Member of the Tribunat
- In office 25 December 1799 – 27 March 1802
- Constituency: Léman

Personal details
- Born: Henri-Benjamin Constant de Rebecque 25 October 1767 Lausanne, Swiss Confederacy
- Died: 8 December 1830 (aged 63) Paris, Kingdom of France
- Party: Republican (1799–1802) Liberals (1819–30)
- Education: University of Edinburgh University of Erlangen
- Profession: Political activist; author; political philosopher; novelist; politician;
- Years active: 1792–1830
- Period: 18th and 19th centuries
- Genres: Prose, essays, pamphlets
- Subjects: Political theory, liberalism, religion, romantic love
- Notable works: Principes de Politique Applicables a Tous les Gouvernements (1810); Adolphe (1816); De la religion considérée dans sa source, ses formes et son développement (1824–30);
- Movements: Romanticism, classical liberalism

= Benjamin Constant =

Swiss-French politician and writer (1767–1830)

Henri-Benjamin Constant de Rebecque (Note: /kɔːnˈstɑːn dərəˈbɛk/; /fr/) (25 October 1767 – 8 December 1830), or simply Benjamin Constant, was a Swiss and French political thinker, activist and writer on political theory and religion.

A committed republican from 1795, Constant backed the coup d'état of 18 Fructidor (4 September 1797) and the following one on 18 Brumaire (9 November 1799).
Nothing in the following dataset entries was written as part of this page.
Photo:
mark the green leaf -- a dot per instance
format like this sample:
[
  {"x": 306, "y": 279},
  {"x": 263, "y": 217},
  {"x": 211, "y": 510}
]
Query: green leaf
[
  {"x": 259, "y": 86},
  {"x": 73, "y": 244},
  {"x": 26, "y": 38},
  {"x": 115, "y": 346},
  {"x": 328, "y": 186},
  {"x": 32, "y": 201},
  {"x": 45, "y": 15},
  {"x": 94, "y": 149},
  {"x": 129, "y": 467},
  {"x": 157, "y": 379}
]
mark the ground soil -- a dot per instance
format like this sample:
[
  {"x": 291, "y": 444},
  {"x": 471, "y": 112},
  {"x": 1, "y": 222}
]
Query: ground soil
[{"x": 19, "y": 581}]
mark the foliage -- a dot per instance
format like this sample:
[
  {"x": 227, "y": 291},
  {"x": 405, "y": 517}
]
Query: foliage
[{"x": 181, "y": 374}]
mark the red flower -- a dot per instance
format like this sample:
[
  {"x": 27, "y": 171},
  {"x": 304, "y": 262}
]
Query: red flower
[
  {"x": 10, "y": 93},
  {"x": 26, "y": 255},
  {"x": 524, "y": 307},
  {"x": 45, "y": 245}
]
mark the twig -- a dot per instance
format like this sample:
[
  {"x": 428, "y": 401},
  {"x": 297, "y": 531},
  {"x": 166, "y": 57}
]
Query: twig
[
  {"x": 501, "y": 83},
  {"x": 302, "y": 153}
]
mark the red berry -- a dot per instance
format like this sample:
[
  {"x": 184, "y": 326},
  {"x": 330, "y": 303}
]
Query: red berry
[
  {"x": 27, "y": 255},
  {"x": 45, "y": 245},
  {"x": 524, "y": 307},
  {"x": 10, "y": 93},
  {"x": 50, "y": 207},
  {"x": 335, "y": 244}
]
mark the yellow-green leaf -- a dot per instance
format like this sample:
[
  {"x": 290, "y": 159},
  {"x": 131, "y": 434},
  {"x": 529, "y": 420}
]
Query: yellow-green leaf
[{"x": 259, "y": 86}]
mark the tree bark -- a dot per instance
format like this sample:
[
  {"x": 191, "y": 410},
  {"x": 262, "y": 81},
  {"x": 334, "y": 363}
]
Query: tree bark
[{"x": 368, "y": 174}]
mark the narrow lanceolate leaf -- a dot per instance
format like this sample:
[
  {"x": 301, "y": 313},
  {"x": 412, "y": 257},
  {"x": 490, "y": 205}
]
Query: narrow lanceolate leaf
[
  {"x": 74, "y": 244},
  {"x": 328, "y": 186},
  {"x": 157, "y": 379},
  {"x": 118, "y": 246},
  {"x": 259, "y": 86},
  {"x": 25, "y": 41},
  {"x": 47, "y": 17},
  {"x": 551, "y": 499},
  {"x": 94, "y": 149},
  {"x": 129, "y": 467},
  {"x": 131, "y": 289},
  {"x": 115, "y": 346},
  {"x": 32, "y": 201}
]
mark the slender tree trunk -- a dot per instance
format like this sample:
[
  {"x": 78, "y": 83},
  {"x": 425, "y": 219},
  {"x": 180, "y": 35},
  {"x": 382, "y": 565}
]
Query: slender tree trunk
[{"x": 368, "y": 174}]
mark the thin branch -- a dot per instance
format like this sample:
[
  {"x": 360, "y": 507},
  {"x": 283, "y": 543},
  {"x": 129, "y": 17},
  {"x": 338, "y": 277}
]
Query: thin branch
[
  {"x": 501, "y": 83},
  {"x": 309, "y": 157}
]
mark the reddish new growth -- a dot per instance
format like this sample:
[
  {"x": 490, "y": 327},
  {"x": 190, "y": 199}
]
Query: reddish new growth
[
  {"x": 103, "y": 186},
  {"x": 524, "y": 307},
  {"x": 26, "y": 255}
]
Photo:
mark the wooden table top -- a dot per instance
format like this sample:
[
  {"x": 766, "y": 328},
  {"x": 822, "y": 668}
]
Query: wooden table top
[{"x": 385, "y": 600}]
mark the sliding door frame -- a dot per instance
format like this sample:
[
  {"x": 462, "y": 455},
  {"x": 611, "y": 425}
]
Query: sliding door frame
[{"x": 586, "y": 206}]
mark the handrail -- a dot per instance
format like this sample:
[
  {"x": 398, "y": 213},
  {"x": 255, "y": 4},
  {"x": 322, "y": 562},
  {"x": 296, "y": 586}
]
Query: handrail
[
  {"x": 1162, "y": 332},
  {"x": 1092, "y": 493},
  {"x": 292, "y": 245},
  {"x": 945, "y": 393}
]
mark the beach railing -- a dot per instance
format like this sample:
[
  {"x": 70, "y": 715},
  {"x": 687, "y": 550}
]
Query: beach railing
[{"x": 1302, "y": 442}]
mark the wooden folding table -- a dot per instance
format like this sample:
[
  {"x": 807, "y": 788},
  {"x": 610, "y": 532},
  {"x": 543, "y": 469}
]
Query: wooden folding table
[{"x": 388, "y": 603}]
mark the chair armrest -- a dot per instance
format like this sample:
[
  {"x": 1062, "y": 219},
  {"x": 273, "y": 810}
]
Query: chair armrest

He became the leader of the Liberal opposition in 1800, during the Consulate. Having upset Napoleon and left France to go to Switzerland then to the Kingdom of Saxony, Constant nonetheless sided with him during the Hundred Days, drafting the Charter of 1815, and became politically active again during the Bourbon Restoration. He was elected to the Chamber of Deputies in 1818 and remained in office until his death in 1830. As the head of the Liberal opposition, known as Indépendants, Constant was one of the most notable orators of the Chamber as a proponent of the parliamentary system. During the July Revolution, he was a supporter of Louis Philippe I ascending the throne.

Besides his numerous essays on political and religious themes, Constant also wrote on romantic love. His autobiographical Le Cahier rouge (1807) gives an account of his love for Madame de Staël, whose protégé and collaborator he became, especially in the Coppet circle, and a successful novella, Adolphe (1816), are good examples of his work on this topic. Constant was a fervent liberal of the early 19th century. He refined the concept of liberty, defining it as a condition of existence that allowed the individual to turn away interference from the state or society.

==Biography==
Henri-Benjamin Constant was born in Lausanne to the Constant de Rebecque family, descendants of French Huguenots who had fled from Artois to Switzerland during the French Wars of Religion in the 16th century. His father, Jules Constant de Rebecque, served as a high-ranking officer in the Dutch States Army, like his grandfather, his uncle and his cousin Jean Victor de Constant Rebecque. When Constant's mother, Henriette-Pauline de Chandieu-Villars, died soon after his birth, both his grandmothers took care of him. Private tutors educated him in Brussels (1779) and in the Netherlands (1780). While at the University of Erlangen (1783), he gained access to the court of Duchess Sophie Caroline Marie of Brunswick-Wolfenbüttel. He had to leave after an affair with a girl, and moved to the University of Edinburgh. There he lived at the home of Andrew Duncan and was befriended by James Mackintosh and Malcolm Laing. When he left the city, he promised to pay back his gambling debts.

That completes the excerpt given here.